The government has consistently promoted its commitment to fixing the UK's 'broken' housing market, so we expected more updates to this effect.
Some of the housing measures yet to be addressed or finalised, include the ban on letting agent fees, the proposed extension to mandatory HMO landlord licensing and additional regulation of the private rental sector.
The government is clearly committed to addressing the UK's ongoing housing problems. Increasing the supply of available homes to buy is a key strategy and one that could have obvious positive outcomes in the future.
However, one issue that is potentially being overlooked is affordable housing in the private rental sector. Private tenants now account for a fifth of all households and the latest annual English Housing Survey shows that renting is now the largest housing tenure in London.
It could, therefore, be beneficial to move away from the notion that everyone wants to buy a home, embrace the rental revolution and work out how to provide more high-quality, affordable rental housing.
The Chancellor revealed that the stamp duty cut for first-time buyers announced in November’s Budget has benefitted over 60,000 property purchasers.
Moving forward, what could be valuable is a government investigation into the 3% stamp duty surcharge on additional homes and how it has affected the rental market during the two years it has been in operation.
The ban on fees has been hanging over the industry for almost 18 months and it would benefit all parties involved in the private rental sector to have a solid date to work towards.
For the majority of agents, plans to mitigate the effect of the ban will already be in place and now is the time to put these plans into action and make sure your business is ready to adapt to this huge market change.
Agents need to ensure they are exploring ways to streamline their processes, generate additional revenue and improve their landlord proposition.
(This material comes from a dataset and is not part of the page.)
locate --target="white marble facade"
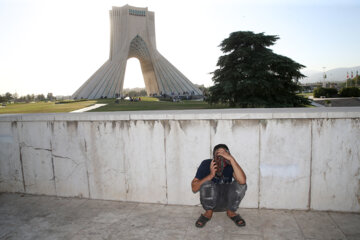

Paresh Raja, CEO of MFS, said: “Today’s modest, if not lacklustre, speech offered few meaningful solutions to the long-term challenges facing the property market – albeit this was expected after Philip Hammond’s warned the nation to expect no frills from his speech. While the announcement of higher growth in the economy is welcomed, the decision to water down the Spring Statement so much is not. After all, underlying problems such as housing supply won’t wait until the Budget in the Autumn.
Yes the Chancellor reiterated that £44 billion was available to help hit new-build targets, but following Theresa May’s housing speech last week, today’s announcement could have taken further steps towards developing a successful plan for helping more people get on or move up the property ladder. Instead this job has been left to the housing secretary, who will purportedly be making further announcements in the coming days."
Leon Ifayemi, CEO and co-founder of SPCE, comments: “Today’s Spring Statement was somewhat disappointing. While we knew that the Chancellor’s decision to move the Budget to Autumn meant the new Spring Statement might be light on new policies, the lack of more new spending commitments was still troubling.
As the property and rental markets face fundamental issues such as housing supply, lack of affordability and rising rental prices, the Government is still not doing enough to directly address these problems; instead the Chancellor continues to set targets for new-build properties, and only time will tell if these are met. It is a shame for renters in particular, because this was a great chance to build on previous reforms, such as banning lettings agent fees and cutting stamp duty for first-time buyers. Let’s hope the Autumn Budget can reverse this oversight.”